Tant que j'en suis à
Blaise Cendras. Allez consulter, voire même acheter «
La Fin du monde filmée par l'ange N.-D. » un texte de
Blaise Cendrars, avec des illustrations de Fernand Léger (2022, Denoël, 80 p.). le tout se présente sous forme d'un album grand format (248 mm x 318 mm). Avec 55 petits chapitres, en gros 2-3 par page qui retracent l'apocalypse du monde moderne. Initialement paru en 1919, avec 22 illustrations, dont vingt coloriées au pochoir. Les illustrations de Léger intègrent des lettres, des chiffres, des slogans de publicité et des citations. le texte est terminé en 1917, et annoncé à son ami
Jean Cocteau « Un monstre, je te dis ». le roman, qui est tout de même inachevé paraitra une dizaine d'années plus tard.
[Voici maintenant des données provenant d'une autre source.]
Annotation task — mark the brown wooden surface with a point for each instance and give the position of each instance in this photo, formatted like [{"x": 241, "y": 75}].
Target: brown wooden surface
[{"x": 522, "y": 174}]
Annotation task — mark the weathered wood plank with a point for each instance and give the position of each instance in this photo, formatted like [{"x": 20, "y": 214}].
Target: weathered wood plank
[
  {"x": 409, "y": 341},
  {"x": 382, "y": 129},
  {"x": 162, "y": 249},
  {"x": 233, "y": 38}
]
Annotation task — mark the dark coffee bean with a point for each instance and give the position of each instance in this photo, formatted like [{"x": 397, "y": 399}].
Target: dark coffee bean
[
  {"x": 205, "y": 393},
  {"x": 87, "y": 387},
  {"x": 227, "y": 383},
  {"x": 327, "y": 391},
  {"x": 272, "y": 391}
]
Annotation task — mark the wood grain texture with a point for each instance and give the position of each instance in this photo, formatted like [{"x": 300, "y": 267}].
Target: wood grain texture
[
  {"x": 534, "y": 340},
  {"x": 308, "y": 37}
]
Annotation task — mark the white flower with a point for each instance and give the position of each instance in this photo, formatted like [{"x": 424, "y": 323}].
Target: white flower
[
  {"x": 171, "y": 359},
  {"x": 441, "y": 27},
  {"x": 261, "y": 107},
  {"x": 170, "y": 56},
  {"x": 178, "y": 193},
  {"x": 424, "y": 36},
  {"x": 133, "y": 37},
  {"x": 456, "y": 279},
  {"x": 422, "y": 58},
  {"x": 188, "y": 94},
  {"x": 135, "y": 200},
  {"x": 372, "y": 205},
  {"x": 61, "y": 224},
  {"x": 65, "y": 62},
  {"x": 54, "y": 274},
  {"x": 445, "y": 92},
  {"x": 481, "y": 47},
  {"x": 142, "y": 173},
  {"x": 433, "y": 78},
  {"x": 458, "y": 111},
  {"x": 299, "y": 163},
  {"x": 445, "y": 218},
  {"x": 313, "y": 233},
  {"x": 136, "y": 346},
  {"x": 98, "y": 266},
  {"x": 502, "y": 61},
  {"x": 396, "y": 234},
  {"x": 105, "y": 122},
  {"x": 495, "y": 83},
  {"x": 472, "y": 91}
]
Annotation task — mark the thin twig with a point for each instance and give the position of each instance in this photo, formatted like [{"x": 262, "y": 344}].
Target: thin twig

Dans «
Moravagine », le « Pro Domo » final explique comment il a été conçu.
Cendrars écrit « « La Fin du Monde » a été écrite en une seule nuit et ne comporte qu'une seule rature ! Ma plus belle nuit d'écriture. Ma plus belle nuit d'amour ». Datée « La Pierre, le 1er septembre 1917 ». En fait c'est la suite de «
Moravagine ».
Deux très beaux ouvrages, que l'on peut même lire.